First of all I think this is great. If you can implement update dates/times, that would be really helpful for me. And push notifications would be awesome to have sometime in the future. One problem, I notice that when I do a “get_teams” query, it limits the results to 5000. Similarly, “get_matches” and “get_rankings” are limited to 10000. Those two aren’t as much of a problem, as I plan on only updating those per event, separately. However, teams would be updated every day/week or so, all at once. Right now I plan on using a link I found awhile back that directly accesses the Robot Events database.

Just wanted to thank you for putting time into this, I think it will help a lot of people.

~Jordan


#20

So this is one of the many things that I’ve added / worked on over the last little while and I’ll explain below. :stuck_out_tongue:

Things that have been added / changed:

  • Ability to limit teams search by region / city has been added.
  • All requests that have a parameter for season now have an extra valid option called “current” which will limit to the current season. :smiley:
  • The accompanying web page has been converted to use the API for its information (as proof it can be used :wink: ).
  • Graphs have been added to show some information about how the API is being used (the graphs might look a bit weird while the data set is small). :stuck_out_tongue:
  • Ability to get total number of results (without the data) has been added for all types of requests through the “nodata” parameter.
  • Results are now limited in size by default. This had to happen at some point, otherwise the arrays being generated and encoded that are very large in size, contributing to excessive RAM usage (and often then errors). I felt this was the best option as very large data pulls should be relatively rare. The API Docs have been updated to reflect this and have an example about how to do a very large request on them.

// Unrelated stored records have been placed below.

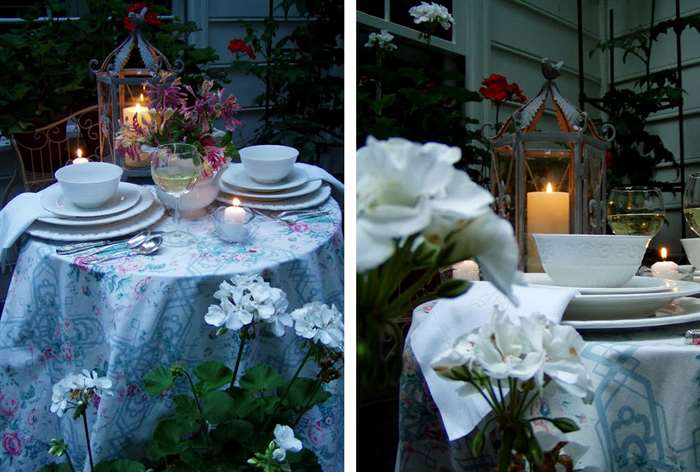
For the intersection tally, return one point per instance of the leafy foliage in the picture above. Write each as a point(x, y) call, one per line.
point(47, 75)
point(303, 97)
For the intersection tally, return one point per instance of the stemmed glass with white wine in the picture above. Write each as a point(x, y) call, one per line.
point(691, 202)
point(636, 211)
point(175, 169)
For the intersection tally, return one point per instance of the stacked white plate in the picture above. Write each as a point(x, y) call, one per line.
point(634, 305)
point(132, 209)
point(297, 191)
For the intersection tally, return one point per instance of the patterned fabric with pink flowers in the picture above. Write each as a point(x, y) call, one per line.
point(124, 317)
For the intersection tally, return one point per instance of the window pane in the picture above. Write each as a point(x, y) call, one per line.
point(399, 14)
point(371, 7)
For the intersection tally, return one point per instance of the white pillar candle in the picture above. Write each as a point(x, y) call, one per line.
point(79, 158)
point(465, 270)
point(548, 213)
point(665, 269)
point(232, 225)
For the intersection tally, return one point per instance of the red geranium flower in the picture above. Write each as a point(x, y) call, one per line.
point(238, 46)
point(496, 88)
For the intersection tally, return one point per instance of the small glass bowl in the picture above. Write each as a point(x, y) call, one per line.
point(233, 232)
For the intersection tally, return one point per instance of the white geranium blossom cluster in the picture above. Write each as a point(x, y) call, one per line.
point(382, 40)
point(247, 299)
point(523, 349)
point(75, 388)
point(284, 441)
point(405, 188)
point(320, 323)
point(432, 13)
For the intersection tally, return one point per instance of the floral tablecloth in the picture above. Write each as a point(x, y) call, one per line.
point(127, 316)
point(645, 415)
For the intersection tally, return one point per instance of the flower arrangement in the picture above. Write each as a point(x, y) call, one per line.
point(417, 214)
point(496, 88)
point(179, 113)
point(229, 420)
point(509, 362)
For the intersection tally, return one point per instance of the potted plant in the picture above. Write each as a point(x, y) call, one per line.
point(180, 114)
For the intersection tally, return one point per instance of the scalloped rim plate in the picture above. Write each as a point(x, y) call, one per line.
point(97, 232)
point(307, 201)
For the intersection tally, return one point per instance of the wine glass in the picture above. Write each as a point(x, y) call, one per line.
point(175, 169)
point(636, 211)
point(691, 202)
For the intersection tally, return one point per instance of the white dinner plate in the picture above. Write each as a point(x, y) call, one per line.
point(144, 204)
point(628, 305)
point(682, 310)
point(635, 285)
point(307, 201)
point(127, 196)
point(305, 189)
point(236, 176)
point(97, 232)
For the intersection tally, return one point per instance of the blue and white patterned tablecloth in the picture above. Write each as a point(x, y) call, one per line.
point(645, 415)
point(127, 316)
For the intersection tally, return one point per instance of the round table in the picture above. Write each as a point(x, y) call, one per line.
point(126, 316)
point(645, 414)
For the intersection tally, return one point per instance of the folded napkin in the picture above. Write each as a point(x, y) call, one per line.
point(433, 333)
point(315, 172)
point(16, 217)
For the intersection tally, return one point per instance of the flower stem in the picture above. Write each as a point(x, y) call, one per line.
point(238, 363)
point(87, 440)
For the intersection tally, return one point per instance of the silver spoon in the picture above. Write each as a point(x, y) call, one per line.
point(147, 247)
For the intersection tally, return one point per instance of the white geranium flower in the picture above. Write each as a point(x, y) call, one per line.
point(402, 187)
point(248, 299)
point(74, 388)
point(319, 323)
point(285, 441)
point(381, 40)
point(563, 365)
point(432, 13)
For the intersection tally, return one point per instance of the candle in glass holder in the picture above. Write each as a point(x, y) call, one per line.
point(79, 157)
point(664, 269)
point(548, 213)
point(231, 223)
point(138, 110)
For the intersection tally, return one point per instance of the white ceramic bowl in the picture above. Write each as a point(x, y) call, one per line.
point(692, 250)
point(89, 185)
point(268, 163)
point(591, 260)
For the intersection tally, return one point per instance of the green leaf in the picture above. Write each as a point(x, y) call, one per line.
point(158, 381)
point(452, 288)
point(477, 444)
point(565, 425)
point(170, 435)
point(120, 465)
point(218, 407)
point(212, 375)
point(261, 378)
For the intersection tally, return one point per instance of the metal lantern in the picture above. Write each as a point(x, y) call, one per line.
point(121, 82)
point(549, 177)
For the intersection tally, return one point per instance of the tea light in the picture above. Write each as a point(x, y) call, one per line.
point(466, 270)
point(664, 269)
point(80, 159)
point(231, 222)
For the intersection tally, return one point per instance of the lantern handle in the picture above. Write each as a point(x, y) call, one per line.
point(492, 126)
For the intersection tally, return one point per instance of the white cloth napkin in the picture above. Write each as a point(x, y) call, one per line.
point(433, 333)
point(16, 217)
point(315, 172)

Basically, if you still want to do a massive grab of information you’ll have to do it bit by bit (amount of iterations will vary based on the number of results):

  1. Do a request with parameter “nodata” set to true to get the total results.
  2. Do a request for the results including data, recording all the results you get.
  3. If the size of your results is less than the total expected - re-perform Step 2 with parameter “limit_start” set to the size of your results.

Sorry for any inconvenience this causes (even though it is only a few more lines of code) to anyone but it’s the only way I can reliably guarantee that things won’t break as more and more events are known. :frowning: